Before taking over as the National Director of CORE, Roy Innis, founded the Harlem Commonwealth Council (HCC) and served as its first Executive Director. HCC still exists today as a major funding vehicle and source for many successful economic development projects in Harlem and other African American Communities.
CORE was the first civil rights organization in this country to have been awarded a special non-governmental consultative status (NGO) at the United Nations. CORE is currently assigned to two of the United Nations' most prestigious departments: (1) the United Nations Department of Public Information (UNDPI), and (2) United Nations Economic and Social Council (UNESCO).

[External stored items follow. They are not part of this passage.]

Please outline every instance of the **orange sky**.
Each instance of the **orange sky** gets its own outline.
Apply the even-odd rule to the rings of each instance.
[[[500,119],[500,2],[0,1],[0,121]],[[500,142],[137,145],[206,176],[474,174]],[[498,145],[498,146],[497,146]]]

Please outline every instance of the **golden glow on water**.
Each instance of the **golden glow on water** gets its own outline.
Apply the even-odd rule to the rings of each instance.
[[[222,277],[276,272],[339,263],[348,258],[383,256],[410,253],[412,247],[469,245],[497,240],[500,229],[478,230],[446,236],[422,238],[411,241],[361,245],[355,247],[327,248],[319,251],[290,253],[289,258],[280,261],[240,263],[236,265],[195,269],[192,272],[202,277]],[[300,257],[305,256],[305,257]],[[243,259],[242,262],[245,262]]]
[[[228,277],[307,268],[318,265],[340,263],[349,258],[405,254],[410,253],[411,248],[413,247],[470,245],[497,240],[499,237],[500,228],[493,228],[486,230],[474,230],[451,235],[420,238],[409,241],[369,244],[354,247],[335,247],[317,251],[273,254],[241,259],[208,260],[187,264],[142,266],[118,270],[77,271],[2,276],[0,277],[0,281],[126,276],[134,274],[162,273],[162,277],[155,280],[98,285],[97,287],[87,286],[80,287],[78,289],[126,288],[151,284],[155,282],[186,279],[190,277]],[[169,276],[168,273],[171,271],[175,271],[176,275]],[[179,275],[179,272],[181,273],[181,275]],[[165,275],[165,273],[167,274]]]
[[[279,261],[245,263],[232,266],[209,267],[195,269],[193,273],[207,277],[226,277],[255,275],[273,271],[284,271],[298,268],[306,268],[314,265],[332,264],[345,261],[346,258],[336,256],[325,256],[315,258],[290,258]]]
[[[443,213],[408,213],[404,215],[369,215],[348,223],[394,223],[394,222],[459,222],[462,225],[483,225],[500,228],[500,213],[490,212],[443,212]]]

CORE Chairman, Roy Innis, was the first African American to attend the O.A.U. (Organization of African Unity) conference as a delegate. Prior to that, attendees from places other than Africa had only been granted ‘observer’ status.
In 1968 CORE became the first Black Organization in U.S. History to draft a bill that was introduced into Congress. The Community Self-Determination Bill that was drafted by CORE Chairman Roy Innis, garnered bipartisan sponsorship of one-third of the Senate and over 50 Congressmen.
CORE was one of only 9 organizations nationwide chosen by the Department of Justice to coordinate the implementation of the Immigration Reform and Control Act of 1986 (IRCA-1986).
Following the 9/11 terrorist attacks on America, CORE was one of a hand-full of non- governmental agencies invited to serve in an official capacity at the Disaster Assistance Service Center (DASC) established by FEMA and the NYC to help victims of the World Trade Center collapse.